As if last night's hearing about the MTA's "austerity budget" wasn't scary enough, the Straphangers Campaign held a mock funeral today for the Z Train to drive the point home, complete with a memorial wreath and a bagpiper playing taps below Fulton Street in Lower Manhattan. The transit advocacy group chose the line especially because it meant many commuters on the J Line would see their commutes rise upwards of an hour. "Dearly beloved, we are gathered here to ask Governor David Paterson and state legislative leaders to spare the Z Line from extinction by voting new state aid for the transit system,” Gene Russianoff, staff attorney for the group, said by way of eulogy.  “It’s curtains for the Z unless Albany comes to the rescue.  If not, the Z will buried.” Though the Z may be most emblematic of the severe cutbacks the MTA is proposing, it is certainly not the only line affected.

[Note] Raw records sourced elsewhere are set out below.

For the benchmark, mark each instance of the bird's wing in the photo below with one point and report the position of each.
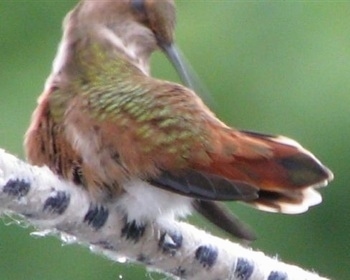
(163, 133)
(158, 131)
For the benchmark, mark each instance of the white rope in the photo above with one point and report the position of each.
(178, 249)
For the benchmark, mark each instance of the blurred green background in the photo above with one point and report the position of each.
(278, 67)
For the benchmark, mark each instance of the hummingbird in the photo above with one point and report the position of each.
(151, 146)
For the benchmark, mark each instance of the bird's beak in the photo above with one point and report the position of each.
(174, 55)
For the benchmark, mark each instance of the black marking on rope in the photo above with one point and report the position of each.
(96, 216)
(180, 272)
(244, 269)
(105, 245)
(58, 203)
(144, 259)
(277, 275)
(17, 188)
(132, 230)
(207, 255)
(170, 242)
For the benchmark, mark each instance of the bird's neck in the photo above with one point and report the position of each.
(127, 39)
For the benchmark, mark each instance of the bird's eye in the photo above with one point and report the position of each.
(139, 6)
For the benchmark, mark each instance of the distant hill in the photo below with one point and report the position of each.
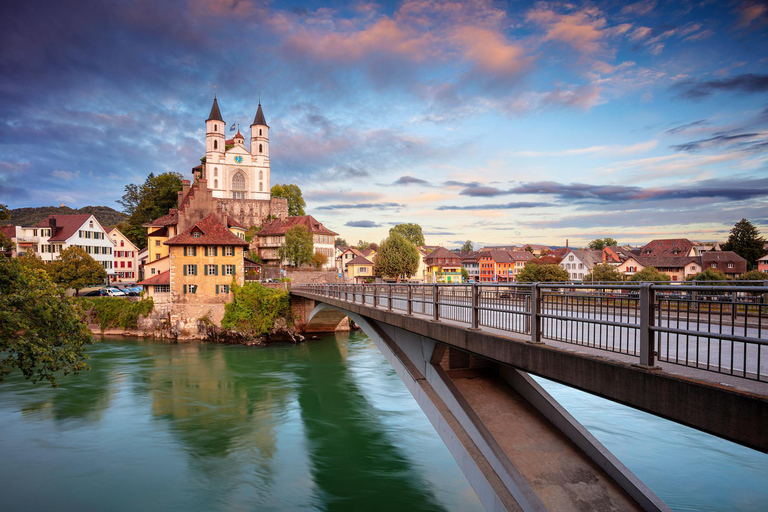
(108, 217)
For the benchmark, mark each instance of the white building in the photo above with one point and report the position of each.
(232, 170)
(58, 232)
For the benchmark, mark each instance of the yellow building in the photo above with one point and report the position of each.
(204, 260)
(359, 269)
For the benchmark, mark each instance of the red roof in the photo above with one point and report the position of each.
(279, 227)
(66, 225)
(171, 219)
(159, 279)
(211, 232)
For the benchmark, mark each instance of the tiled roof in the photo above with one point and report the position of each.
(359, 260)
(171, 219)
(280, 226)
(66, 225)
(444, 254)
(159, 279)
(667, 247)
(212, 232)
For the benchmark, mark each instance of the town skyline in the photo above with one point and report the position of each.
(500, 123)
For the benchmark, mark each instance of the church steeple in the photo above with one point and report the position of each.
(215, 114)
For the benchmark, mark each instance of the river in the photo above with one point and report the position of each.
(324, 425)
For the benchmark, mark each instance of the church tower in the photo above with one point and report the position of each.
(215, 142)
(260, 150)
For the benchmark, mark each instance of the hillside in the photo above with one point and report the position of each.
(108, 217)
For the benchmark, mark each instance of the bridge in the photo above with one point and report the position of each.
(696, 355)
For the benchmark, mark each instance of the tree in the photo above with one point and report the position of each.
(534, 273)
(298, 247)
(604, 273)
(146, 202)
(76, 269)
(710, 274)
(411, 232)
(650, 275)
(396, 257)
(41, 329)
(600, 243)
(745, 240)
(318, 260)
(292, 193)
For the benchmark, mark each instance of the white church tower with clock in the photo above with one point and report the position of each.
(231, 170)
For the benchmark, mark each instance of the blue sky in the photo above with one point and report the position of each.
(499, 122)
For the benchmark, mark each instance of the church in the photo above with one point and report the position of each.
(232, 169)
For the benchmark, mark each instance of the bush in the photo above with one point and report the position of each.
(255, 308)
(117, 311)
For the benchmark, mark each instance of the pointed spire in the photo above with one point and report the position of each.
(259, 119)
(215, 114)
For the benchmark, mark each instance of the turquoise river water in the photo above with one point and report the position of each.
(323, 425)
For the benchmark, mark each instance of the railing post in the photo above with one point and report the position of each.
(409, 300)
(475, 319)
(647, 321)
(535, 313)
(435, 302)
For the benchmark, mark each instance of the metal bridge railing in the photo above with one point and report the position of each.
(717, 328)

Service on the G Line will be cut short, the R Train will skip three stations at night, and like the Z, the W will cease to be. Additionally, four bus lines will close and 11 others will cease night service, as well as longer waits for buses and trains at night and reduced staffing at stations. The MTA is currently holding hearings on the new budget, which would take affect in July if a new funding stream cannot be established, such as congestion pricing or East River Bridge Tolls. There are seven more hearings planned in the coming weeks. Russianoff was joined at the funeral by two of the three borough presidents affected by the changes, Scott Stringer of Manhattan and Marty Markowitz of Brooklyn. "The demise of the Z Train is a somber matter--and not only to namesake rapper Jay-Z--but also because it represents a more serious problem," Stringer said. Not to be outdone, Markowitz cracked wise his most beloved borough. "Friends, New Yorkers, straphangers, I come to praise the Z train, not to bury it," he quipped. "Though the Z begins in Queens and ends in Manhattan, it is--like the J--Brooklyn to the core. When trains like the Z die, our city’s economy dies with them. This is why we grieve at this mock funeral today. Let’s hope these are not the Z’s last rights. Long live the Z!" But the high--or low, depending on your reverence--point of the whole affair was Russianoff's recital of a Z-centric version of Psalm 23:
“The MTA is my conductor; the Z Train shall not want … (hopefully). Transit officials maketh the J and Z skip-stop during rush hours, providing faster trips. They leadeth the J and Z quickly in the path from Jamaica, Queens to lower Manhattan. But now the MTA sayeth it is very broke and must still the Z, and addeth an hour more a week commuting time for many riders.” “Yea, though the Z walks through the valley of the shadow of death, it will fear no MTA plan: For thou art with the Z, Governor David Paterson. Thy leadership and thy budget staff, they comfort Z riders. Thou preparest new revenue proposals to stop the death of the Z; thou annointest the Z’s wheels with oil; the Z’s subway cars runneth over. Surely goodness and mercy shall follow the Z in all its days and the Z will dwell in the house of MTA subway tracks forever.”
And, lo, I could hearth yon groaning over mine Wifi.